Lua and Luajit Best Practices?

dlannan · May 11, 2021, 11:43am

The following thread is intended to collect all the good ways to use Lua/Luajit within Defold.
Some of the information will include:

General Lua performance with respect to language use
How to tweak luajit to perform that little bit better
FFI specific performance improvements (for those targeting platform external libs)
Interop performance notes for native libraries.
Defold specific optimizations

Hopefully this could be a useful reference of common links and information that people can add to over time.

Initial References
Defold Optimisation Page

Lua Classic Tips:

http://lua-users.org/wiki/OptimisationCodingTips

Luajit Performance Tips:
https://www.programmersought.com/article/62883257108/

Luajit Performance Tips (from Mike Pall):
http://wiki.luajit.org/Numerical-Computing-Performance-Guide
http://wiki.luajit.org/NYI

dlannan · May 12, 2021, 9:15am

Luajit projects useful for learning interop:
UFO Excellent examples of luajit ffi

Lua for Windows:
A huge array of interop libraries for windows. You can make almost any application using these.

These projects provide a huge array of samples and libraries for people to learn Lua and Luajit with. Highly recommended to new Lua users.

dlannan · May 13, 2021, 10:56am

Some quick tips for lua performance:
Always create local references to methods within tables if they are going to be called many times.
The example here is using tables. Put this at the top of your lua file, and this will improve perf if you are operating on tables many times in a frame.

local tinsert = table.insert
local tremove = table.remove 
local tconcat = table.concat

You can do this with any module or lua script table you are using.
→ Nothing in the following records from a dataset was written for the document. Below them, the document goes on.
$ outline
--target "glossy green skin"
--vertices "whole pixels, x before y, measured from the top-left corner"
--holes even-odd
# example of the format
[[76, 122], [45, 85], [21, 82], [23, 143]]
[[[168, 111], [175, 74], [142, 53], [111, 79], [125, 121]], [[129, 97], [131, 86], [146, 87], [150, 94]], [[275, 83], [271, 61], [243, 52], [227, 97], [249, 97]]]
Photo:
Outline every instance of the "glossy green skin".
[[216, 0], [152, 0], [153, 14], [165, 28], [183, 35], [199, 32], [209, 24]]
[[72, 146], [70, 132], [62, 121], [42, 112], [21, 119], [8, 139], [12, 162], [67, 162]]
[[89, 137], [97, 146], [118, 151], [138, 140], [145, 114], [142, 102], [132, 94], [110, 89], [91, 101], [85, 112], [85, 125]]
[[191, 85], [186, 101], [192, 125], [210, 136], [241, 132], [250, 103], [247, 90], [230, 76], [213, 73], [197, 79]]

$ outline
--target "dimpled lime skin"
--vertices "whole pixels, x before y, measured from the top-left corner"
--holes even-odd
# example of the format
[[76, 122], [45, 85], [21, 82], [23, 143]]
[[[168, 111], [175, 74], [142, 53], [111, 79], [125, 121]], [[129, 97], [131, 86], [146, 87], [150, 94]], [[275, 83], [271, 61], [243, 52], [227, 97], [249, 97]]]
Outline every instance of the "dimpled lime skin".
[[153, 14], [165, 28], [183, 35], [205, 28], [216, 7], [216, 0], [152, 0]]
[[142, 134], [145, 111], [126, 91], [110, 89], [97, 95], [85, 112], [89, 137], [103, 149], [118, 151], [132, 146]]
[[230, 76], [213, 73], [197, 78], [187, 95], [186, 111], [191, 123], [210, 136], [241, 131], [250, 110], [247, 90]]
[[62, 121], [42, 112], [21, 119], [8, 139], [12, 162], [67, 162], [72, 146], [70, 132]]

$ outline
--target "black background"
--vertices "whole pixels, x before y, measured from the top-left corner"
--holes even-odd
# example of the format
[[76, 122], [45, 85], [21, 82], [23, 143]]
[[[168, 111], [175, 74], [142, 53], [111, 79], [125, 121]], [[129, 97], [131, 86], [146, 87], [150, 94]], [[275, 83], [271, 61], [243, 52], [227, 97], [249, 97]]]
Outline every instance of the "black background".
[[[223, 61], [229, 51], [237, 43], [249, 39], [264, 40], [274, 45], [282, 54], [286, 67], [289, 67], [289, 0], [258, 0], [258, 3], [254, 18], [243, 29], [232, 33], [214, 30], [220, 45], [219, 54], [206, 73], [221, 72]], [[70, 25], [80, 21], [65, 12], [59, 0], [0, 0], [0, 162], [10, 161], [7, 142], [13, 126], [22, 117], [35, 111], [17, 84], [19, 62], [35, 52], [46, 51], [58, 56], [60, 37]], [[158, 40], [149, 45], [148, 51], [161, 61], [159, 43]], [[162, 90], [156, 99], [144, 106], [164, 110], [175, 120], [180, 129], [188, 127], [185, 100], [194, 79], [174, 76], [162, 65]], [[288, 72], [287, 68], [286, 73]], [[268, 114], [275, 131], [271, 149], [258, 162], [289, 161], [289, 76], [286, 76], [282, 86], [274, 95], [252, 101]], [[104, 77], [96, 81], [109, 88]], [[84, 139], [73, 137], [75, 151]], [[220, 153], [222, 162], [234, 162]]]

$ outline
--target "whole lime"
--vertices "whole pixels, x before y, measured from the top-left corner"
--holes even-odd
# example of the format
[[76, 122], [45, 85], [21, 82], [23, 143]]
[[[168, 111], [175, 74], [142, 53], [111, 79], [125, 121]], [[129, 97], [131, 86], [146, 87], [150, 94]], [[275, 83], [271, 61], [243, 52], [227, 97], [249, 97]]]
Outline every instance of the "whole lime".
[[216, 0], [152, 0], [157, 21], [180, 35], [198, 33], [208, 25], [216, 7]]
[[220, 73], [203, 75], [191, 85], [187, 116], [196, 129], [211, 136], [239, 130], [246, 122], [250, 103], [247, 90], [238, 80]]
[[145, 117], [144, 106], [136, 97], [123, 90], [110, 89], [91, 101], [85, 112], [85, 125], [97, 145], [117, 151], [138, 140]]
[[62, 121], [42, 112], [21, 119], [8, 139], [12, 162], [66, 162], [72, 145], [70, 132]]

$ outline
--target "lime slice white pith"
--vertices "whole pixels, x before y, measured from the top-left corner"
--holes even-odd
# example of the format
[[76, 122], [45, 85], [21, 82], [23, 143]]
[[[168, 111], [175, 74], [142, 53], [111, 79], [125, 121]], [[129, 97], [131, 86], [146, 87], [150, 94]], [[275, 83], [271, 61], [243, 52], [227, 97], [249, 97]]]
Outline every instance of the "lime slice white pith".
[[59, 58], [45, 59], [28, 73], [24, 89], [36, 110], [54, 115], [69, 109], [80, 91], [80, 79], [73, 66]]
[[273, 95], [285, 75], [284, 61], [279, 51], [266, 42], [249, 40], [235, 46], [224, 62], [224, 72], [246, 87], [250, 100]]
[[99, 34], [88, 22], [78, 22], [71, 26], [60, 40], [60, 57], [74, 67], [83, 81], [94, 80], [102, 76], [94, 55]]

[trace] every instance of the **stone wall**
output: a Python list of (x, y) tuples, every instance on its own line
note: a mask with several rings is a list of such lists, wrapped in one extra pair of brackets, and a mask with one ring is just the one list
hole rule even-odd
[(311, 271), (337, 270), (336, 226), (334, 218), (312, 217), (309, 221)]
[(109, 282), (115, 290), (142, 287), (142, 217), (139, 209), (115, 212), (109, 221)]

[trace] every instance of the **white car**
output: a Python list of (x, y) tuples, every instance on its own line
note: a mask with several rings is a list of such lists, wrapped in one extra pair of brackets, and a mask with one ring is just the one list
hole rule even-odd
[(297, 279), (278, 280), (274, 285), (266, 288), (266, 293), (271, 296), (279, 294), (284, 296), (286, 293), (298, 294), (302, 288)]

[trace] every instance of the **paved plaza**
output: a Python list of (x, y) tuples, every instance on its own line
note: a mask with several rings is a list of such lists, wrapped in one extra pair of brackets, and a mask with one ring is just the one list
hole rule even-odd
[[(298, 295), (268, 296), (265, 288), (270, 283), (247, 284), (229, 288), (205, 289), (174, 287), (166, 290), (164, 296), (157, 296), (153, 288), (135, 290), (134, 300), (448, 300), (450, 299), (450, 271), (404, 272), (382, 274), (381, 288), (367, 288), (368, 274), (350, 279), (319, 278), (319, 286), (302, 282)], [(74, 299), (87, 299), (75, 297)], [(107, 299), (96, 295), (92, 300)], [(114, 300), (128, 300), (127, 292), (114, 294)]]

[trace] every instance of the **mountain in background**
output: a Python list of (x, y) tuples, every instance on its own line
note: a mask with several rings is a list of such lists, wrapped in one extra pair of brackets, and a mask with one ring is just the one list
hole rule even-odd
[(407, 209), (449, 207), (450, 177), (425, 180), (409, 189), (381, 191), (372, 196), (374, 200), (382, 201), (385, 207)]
dlannan · May 13, 2021, 10:58am

Another classic perf tip:
Always try to use ipairs if you intend to do a large amount of iteration within the main game frame at runtime.

-- Do this
for i,v in ipairs(mytablelist) do ... something .. end 
-- Try not to do this
for k,v in pairs(mytablelist) do ... something .. end

If you need to use key tables, try to use them for lookups and not for iteration.
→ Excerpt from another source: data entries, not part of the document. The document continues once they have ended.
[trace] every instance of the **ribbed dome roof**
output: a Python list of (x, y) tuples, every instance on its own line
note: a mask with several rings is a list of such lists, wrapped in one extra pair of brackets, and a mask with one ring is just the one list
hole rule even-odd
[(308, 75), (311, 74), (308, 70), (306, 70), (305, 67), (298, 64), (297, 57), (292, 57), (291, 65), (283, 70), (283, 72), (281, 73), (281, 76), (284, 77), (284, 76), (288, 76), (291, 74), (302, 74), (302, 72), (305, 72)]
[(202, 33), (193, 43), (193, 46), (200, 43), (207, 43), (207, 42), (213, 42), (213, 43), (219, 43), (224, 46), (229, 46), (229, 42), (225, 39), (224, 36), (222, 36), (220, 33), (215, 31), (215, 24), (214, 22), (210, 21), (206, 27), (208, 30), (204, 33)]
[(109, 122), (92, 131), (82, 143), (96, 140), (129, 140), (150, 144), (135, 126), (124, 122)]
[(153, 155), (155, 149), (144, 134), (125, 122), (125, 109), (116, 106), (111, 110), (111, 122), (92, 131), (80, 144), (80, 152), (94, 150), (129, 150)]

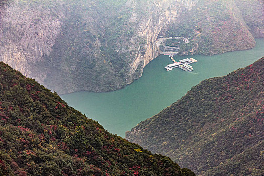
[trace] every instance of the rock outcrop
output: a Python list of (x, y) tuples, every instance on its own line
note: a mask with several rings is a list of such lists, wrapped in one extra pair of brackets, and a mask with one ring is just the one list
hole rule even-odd
[[(192, 35), (197, 29), (195, 23), (189, 23), (200, 18), (195, 12), (207, 18), (208, 11), (199, 9), (206, 2), (6, 0), (0, 4), (0, 61), (60, 94), (109, 91), (141, 76), (144, 67), (159, 55), (155, 44), (159, 35), (189, 38), (190, 44), (181, 47), (182, 54), (211, 55), (254, 46), (250, 32), (259, 36), (263, 26), (255, 23), (247, 28), (246, 24), (261, 14), (243, 22), (242, 18), (252, 13), (244, 8), (246, 1), (236, 8), (232, 8), (233, 1), (225, 2), (225, 5), (219, 3), (235, 17), (235, 22), (224, 25), (229, 35), (212, 28), (216, 24), (214, 18), (201, 25), (204, 29), (200, 35)], [(262, 12), (259, 0), (252, 2)], [(208, 11), (215, 6), (205, 6)], [(228, 11), (212, 10), (217, 21), (230, 16)], [(230, 39), (234, 30), (240, 27), (241, 32), (238, 30)], [(221, 40), (216, 40), (219, 36)]]

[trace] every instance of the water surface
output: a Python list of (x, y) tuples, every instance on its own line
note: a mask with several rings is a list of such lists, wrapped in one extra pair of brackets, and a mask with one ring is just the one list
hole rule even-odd
[(201, 81), (225, 75), (264, 56), (264, 39), (256, 40), (256, 47), (251, 50), (212, 56), (192, 56), (198, 62), (191, 64), (194, 70), (191, 72), (179, 68), (166, 71), (164, 66), (172, 62), (168, 56), (162, 55), (148, 64), (142, 76), (125, 88), (106, 93), (83, 91), (61, 97), (111, 133), (124, 137), (126, 131), (169, 106)]

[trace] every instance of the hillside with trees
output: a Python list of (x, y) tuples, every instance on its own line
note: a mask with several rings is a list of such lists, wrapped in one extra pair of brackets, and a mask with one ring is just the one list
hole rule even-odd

dlannan · May 13, 2021, 11:09am

Another lua handy tip. This is not performance related, but it is a look into the wonderful world of metatables and metamethods
Often you want to get a size of a table. You can iterate the table, and if you use insert and remove then table.getn will work most of the time. But it can be frustrating because using a table[key] = value can break getn.
What to do? Metatables!!! This is a little OO like but heres an example of a table with some metamethods that help solve the above problem.

local myobject = {}
local mt = {
  __newindex = function (tbl, key, value) 
       if(key == "count") then return end -- dont allow count modification!
       if(tbl[key] == nil) then tbl.count = (tbl.count or 0) + 1 end
       if(value == nil and tbl[key]) then tbl.count = tbl.count -1 end
       tbl[key] = value 
  end
}
setmetatable(myobject, mt)

Now when you use myobject[key]=value the myobject will have a count properties added that shows how many indexes are added and removed using the newindex ([]) method.
When combined with other functions and metamethods you can do some really nice things to make managing tables much easier and more intuitive to the developer.

dlannan · September 24, 2021, 3:11pm

FFI is cool and it is very fast - C fast. But it is also has a bunch of baggage. Here’s some quick tips and code snippets using ffi, and how you can leverage it.

The Bad
FFI bypasses the normal C calling convention in Lua to call C methods. This means when you call an FFI C method you can jump into handling pointers and addresses directly. This means crashing your application (and even Defold) is a real possibility. Beware!

FFI is platform specific. When you call into the lower levels, you are calling that platforms specific methods that are compiled for that platform (OS/Hardware). This means if you need cross platform you will need to make FFI mappings for each.

Note: FFI will not work on html5 (or I dont think it will - wasm might blow up). FFI should work on the other target platforms though.

The Good
Because FFI lets you call native C methods it is insanely quick. And the Luajit system treats it like directly calling a C function. This means you get the great benefits of the jit prediction systems and the speed of running something at maximum perf on a machine.

It is horribly easy to use. One of the best ways to be able to interface with Lua and very easy to write for - just write a C dll/so and call it

How?
This all sounds interesting Dave, what is it, and how can I use it.
Heres a quick example. We want to call the OS level malloc to make a huge amount of memory (which we cant always do in Lua), and we want to put stuff in it.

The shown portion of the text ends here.